Joseph Edward Cronin, who guided the Washington Senators to the American League pennant in 1933 as a player and manager, and later become president of the American League, died yesterday at his home in Osterville, Mass., at the age of 77 after a long illness.
Mr. Cronin, an all-star shortstop, was elected to the Hall of Fame in 1956 after an 18-year playing career in which he compiled a lifetime batting average of .301. For 13 of those years he was a player-manager, directing the Senators in 1933 and 1934 and the Boston Red Sox from 1935 to 1947, playing shortstop for all but the last two seasons.
His best year in the major leagues was 1930 when he hit .346 with the Senators, drove in 126 runs and was voted the league's most valuable player. During his career he earned a reputation as a clutch hitter.
"With a man on third and one out, I'd rather have Cronin hitting for me than anybody I've ever seen and that includes (Ty) Cobb, (Al) Simmons and the rest of them," Philadelphia Athletics Manager Connie Mack once said of Cronin, who was born to poverty in San Francisco Oct. 12, 1906.

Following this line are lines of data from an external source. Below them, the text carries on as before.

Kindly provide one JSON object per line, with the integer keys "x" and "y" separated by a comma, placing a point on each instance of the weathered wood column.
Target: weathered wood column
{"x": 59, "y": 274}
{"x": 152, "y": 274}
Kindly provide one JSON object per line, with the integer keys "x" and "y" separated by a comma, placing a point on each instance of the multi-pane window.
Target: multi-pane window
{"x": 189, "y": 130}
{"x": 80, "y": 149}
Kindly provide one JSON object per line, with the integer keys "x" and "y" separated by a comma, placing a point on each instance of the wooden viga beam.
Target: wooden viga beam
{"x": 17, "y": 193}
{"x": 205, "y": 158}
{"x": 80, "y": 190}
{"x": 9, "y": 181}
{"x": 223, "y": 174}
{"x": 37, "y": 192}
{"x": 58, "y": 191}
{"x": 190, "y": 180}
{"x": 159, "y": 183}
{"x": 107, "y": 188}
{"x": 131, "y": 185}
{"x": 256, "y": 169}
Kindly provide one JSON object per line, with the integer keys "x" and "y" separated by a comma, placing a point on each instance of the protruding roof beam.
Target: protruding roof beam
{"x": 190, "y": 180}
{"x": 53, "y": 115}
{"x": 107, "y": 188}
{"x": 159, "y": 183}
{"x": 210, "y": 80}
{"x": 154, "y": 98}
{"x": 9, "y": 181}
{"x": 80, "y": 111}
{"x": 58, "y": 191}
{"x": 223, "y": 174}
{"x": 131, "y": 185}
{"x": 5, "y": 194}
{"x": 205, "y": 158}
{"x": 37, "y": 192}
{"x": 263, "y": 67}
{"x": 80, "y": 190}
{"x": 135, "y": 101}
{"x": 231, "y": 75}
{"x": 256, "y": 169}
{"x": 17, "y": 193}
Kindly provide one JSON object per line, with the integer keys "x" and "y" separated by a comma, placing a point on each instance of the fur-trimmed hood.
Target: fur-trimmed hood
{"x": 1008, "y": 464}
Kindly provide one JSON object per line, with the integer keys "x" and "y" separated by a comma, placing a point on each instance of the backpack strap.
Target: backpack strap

After his father died during Mr. Cronin's teens, his mother and older brothers worked to send him to parochial school, where he was a standout in tennis, basketball, baseball and soccer. He was offered a scholarship to St. Mary's College in California, but turned it down to earn a living as a baseball player.
The Pittsburgh Pirates signed him in 1926 with a $200 bonus, but dropped him because his hitting was not satisfactory. Three years later, he broke into the Washington Senators' starting lineup. In 1932, at the age of 26, Mr. Cronin was named player-manager of the Senators.
Mr. Cronin's marriage to Mildred Robertson, the adopted daughter of Senators owner Clark Griffith, was encouraged by Senators scout Joe Engel, who sent a telegram to Robertson a few days before Mr. Cronin was called up to the team.
"Dear Mildred. Am bringing you home a real sweetie in Joe Cronin. So be dolled up Wednesday or Thursday to meet him. Tall and handsome . . . " They were married in 1934.
Despite the kinship, Griffith sent Mr. Cronin to the Boston Red Sox after the 1934 season in exchange for $250,000 and another shortstop. Under Mr. Cronin, the Red Sox won a pennant in 1946 but lost the World Series to St. Louis. He became general manager of the team in 1948 and president of the American League in 1959. He served in that capacity until 1974, when he was replaced by Lee MacPhail.
One of his last public appearances was at Fenway Park last May, when the Red Sox retired his No. 4 along with Ted Williams' No. 9. Sitting in a wheelchair, Mr. Cronin listened to Ted Williams praise him.
"Joe Cronin was a great player, a great manager, a wonderful father," said Williams. "No one respects you more than I do, Joe. I love you. In my book, you're a great man."
In addition to his wife, Mr. Cronin is survived by four children, Thomas, of Minnetonka, Minn., Michael of Sudbury, Mass., Kevin of Boston, and Maureen C. Hayward of Osterville, and by nine grandchildren.